The sample data was a little bit cryptic. For part 1, the problem asks us to ignore that last brace-surrounded term. (Play the ominous Part 2 music). Basically, the first term with the spots and meshes represents a binary number, so “[.##.]” would equal 0110 in binary, or the number 6 in decimal. The bits are number from 0..4 starting from the left. The lists of numbers in parentheses represent buttons, and the numbers inside are the bits that are flipped from 0 to 1 and 1 to 0 each time that button is pushed.

The Part 1 value for each line is the least number of button presses necessary to match the bits template, the the sum of those is the answer to Part 1.

There’s some things we know up front. The operation these buttons do is the exclusive-or operation, and this has the property that pressing it twice undoes pressing it once. Upshot is, we will never press any button more than once.

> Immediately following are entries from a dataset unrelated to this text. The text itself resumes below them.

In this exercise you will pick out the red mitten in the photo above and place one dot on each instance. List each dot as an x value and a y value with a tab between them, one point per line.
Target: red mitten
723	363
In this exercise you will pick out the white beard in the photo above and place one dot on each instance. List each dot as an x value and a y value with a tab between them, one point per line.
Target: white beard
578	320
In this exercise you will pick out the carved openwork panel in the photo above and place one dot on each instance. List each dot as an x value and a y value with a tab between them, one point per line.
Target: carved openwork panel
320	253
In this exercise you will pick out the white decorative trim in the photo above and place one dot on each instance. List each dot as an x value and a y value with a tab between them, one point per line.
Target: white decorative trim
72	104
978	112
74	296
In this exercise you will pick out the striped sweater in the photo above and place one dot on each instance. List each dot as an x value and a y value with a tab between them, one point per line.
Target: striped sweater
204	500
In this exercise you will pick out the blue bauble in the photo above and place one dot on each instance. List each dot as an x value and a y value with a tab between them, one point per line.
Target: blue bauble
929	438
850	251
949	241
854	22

The standard algorithm for finding the shortest path between two fixed points is called Dijkstra’s algorithm, after inventor Edsger Dijkstra. It is a special case of the Breadth-First algorithm that uses a priority queue to quickly present next step candidates in their best order. Picotron’s Lua doesn’t have a priority queue. I wrote one, but it was super slow so I nuked it and just used BFS and it worked fine and fast. And that was part 1.

Python Z3 solver output

Part 2 asks you to forget about bit flipping. The final, brace-delimited term are values we want to reach by pressing buttons. Instead of flipping bits, we’re incrementing term values. For instance, in the log above, we’re trying to match the sequence 10, 11, 11, 5, 10, 5. These numbers are indexed from 0 .. 5, so element 0 is 10, elements 1 and 2 are both 11, etc. The buttons increment the values, so the first button would add 1 to the value of each element except the last. We want to sum up the minimum number of button presses for each line for the part 2 value.

While it’s possible to make a linear equation solver for Lua, probably, that wasn’t going to be something I had any interest in doing, so I turned to Python and the standard Microsoft Z3 library, which easily solves these. Eric even hinted that we might want to use external libraries:

No negatives, no fractional pushes

Those, of course, become constraints to a linear equation solver package.

It’s easy enough to build a Python solution that does this; there’s plenty of packages that just do it. Many people used SciPy; I used Z3; and there are others. They all work more or less the same way. Define the variables, define the values, define the equations and constraints, solve for the variables and minimize the result.

Yesterday I just plain solved Part 2 with a Python solution. I wanted to route the answer through Picotron, so I dove into the docs and found out about “sockets”.

Sockets are buckets a process can dump data into. Another process can be watching the bucket and take out what is put in, do some work on it, and dump the answer back in the bucket. It’s just a place to transfer data without necessarily assigning any sort of structure to that data.

It was perfect for my needs.

I built and ran the Python program that would listen for work. The Lua program would dump a line into the socket and then go on its merry way until it saw an answer, which it would then sum to the Part 2 value.

I couldn’t do it in Lua, but I did learn about Z3 and sockets, so this, for me, is an unqualified… partial success.